Last update 2019-04-02T16:25:15.992Z

resolved2018-04-17T19:59:30.810Z

Metric ingestion has caught back up.

monitoring2018-04-17T17:59:05.983Z

Our systems are replaying buffered data collected during the outage and ingesting these into our database.

monitoring2018-04-17T17:20:34.130Z

The time-series database is restarting and should be operational in a few minutes. After which buffered data from the downtime will be played into it.

investigating2018-04-17T16:50:40.485Z

The backend time-series database appears to be having issues.

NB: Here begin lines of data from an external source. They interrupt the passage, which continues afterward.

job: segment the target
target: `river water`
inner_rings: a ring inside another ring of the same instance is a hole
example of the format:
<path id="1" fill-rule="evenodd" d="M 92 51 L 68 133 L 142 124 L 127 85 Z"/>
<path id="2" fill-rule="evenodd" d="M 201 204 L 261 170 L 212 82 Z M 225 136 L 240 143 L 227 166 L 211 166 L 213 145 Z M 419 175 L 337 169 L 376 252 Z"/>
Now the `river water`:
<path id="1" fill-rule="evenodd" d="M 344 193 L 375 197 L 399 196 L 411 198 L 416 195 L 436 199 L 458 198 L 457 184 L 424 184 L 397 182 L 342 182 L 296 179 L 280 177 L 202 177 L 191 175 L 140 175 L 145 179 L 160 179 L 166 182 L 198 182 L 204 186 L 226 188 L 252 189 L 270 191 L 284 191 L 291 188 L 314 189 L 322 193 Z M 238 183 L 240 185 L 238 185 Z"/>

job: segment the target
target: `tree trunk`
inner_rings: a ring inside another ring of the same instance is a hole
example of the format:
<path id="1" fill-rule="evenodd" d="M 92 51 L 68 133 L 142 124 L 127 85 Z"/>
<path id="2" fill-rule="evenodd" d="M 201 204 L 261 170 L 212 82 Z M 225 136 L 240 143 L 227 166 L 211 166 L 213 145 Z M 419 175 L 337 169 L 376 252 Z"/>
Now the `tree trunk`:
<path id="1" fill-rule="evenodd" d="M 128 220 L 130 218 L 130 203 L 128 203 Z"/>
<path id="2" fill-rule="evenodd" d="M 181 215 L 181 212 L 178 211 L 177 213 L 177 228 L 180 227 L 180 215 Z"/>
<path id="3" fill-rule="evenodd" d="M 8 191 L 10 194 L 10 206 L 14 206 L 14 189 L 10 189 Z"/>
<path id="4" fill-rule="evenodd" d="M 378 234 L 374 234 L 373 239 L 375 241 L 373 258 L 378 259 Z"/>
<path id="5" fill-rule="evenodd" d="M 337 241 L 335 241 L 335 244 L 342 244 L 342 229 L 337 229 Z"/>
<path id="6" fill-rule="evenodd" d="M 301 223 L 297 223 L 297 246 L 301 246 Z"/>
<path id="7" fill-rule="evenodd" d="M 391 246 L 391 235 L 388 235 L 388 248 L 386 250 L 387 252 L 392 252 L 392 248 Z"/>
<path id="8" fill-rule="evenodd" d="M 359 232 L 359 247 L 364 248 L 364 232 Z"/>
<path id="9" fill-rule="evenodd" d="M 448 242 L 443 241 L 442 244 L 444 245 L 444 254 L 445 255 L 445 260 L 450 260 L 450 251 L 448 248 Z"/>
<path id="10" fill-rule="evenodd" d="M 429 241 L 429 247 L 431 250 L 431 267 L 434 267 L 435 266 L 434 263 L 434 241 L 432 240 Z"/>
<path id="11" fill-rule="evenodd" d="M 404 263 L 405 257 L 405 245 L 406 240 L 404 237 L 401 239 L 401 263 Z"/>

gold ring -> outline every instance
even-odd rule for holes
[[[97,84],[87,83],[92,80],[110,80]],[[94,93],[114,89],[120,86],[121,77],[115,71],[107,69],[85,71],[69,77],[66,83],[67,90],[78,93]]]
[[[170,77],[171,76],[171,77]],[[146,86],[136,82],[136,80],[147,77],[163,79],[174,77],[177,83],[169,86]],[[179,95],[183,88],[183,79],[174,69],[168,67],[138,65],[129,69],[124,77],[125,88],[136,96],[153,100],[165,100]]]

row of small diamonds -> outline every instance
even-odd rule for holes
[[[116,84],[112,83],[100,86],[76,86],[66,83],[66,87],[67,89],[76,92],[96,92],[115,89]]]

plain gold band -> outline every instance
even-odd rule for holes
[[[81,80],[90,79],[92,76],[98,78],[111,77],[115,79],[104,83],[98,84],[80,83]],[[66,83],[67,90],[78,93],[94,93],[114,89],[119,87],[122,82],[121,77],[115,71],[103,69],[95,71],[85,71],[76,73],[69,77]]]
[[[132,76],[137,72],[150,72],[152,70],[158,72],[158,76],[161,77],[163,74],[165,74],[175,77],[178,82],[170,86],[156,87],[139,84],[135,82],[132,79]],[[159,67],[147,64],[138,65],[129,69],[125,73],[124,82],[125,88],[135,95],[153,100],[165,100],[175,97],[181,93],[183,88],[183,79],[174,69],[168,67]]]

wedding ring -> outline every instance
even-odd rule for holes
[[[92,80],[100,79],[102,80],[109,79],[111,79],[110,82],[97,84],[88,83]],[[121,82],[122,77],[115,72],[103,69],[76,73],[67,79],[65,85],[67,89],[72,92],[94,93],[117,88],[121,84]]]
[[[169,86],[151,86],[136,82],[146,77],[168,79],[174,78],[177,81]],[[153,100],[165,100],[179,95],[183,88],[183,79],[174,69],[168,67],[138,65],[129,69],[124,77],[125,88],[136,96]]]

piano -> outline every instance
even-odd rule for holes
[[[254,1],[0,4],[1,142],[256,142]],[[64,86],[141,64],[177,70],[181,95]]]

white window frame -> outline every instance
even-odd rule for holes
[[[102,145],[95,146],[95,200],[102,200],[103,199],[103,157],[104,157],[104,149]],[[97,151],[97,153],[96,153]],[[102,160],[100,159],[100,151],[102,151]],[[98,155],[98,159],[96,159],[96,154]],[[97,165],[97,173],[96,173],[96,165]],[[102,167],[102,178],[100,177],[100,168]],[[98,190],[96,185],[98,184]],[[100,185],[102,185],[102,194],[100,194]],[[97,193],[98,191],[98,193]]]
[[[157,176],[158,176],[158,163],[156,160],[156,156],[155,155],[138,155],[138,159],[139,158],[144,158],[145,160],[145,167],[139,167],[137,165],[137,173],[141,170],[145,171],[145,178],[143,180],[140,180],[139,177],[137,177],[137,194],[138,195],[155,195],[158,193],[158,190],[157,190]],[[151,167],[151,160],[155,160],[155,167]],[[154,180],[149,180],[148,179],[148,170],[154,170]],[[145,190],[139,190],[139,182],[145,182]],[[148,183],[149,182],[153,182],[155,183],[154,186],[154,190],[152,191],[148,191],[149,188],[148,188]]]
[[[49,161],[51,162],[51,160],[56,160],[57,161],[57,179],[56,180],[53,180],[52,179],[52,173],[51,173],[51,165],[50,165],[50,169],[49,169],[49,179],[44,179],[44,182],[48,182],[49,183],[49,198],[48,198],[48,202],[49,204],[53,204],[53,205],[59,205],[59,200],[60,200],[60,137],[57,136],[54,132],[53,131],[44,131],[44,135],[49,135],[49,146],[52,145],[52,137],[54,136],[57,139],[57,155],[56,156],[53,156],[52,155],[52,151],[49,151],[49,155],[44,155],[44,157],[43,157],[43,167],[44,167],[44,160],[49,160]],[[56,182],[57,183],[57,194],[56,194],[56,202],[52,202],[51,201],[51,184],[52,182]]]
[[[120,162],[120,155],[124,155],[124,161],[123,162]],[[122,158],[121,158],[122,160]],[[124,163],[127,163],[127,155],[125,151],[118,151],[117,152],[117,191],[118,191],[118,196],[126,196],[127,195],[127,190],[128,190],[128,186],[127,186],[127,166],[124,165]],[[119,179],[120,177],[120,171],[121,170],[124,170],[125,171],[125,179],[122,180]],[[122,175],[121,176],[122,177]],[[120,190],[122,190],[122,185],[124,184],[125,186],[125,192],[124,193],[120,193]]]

All incoming data is being buffered and will be ingested into the system, but the site is currently inaccessible.

Report: "502 errors accessing scoutapp.com"

Last update 2019-04-02T16:25:15.947Z

resolved2018-06-26T02:10:27.386Z

This incident has been resolved.

identified2018-06-25T23:38:15.573Z

Data ingestion has caught back up.

identified2018-06-25T22:59:17.359Z

The site is now available. We're replaying data that wasn't ingested over the downtime.

identified2018-06-25T22:58:15.229Z

We are continuing to work on a fix for this issue.

identified2018-06-25T22:55:07.495Z

We had a bad deploy and are investigating 502 errors. Data ingestion has not been impacted (data has not been lost).

Report: "Metrics ingestion lag"

Last update 2019-04-02T16:25:15.897Z

resolved2018-09-11T15:45:09.867Z

This incident has been resolved.

monitoring2018-09-11T15:10:39.267Z

Our relational database needed tuning. Most customer's charts are current - for those customers who still have some lag, it should resolve within the hour.

investigating2018-09-11T13:36:27.126Z

Some apps are having lag on their metrics charts. We are investigating.

Report: "504 errors accessing scoutapp.com"

Last update 2019-04-02T16:25:15.843Z

resolved2018-09-12T20:49:19.108Z

This incident has been resolved.

monitoring2018-09-12T18:17:32.960Z

The UI should be available again.

identified2018-09-12T18:08:05.372Z

We identified a lock on a table and have cleared the lock. We're continuing to investigate.

investigating2018-09-12T17:40:06.640Z

We're seeing some 504 errors accessing scoutapp.com and investigating.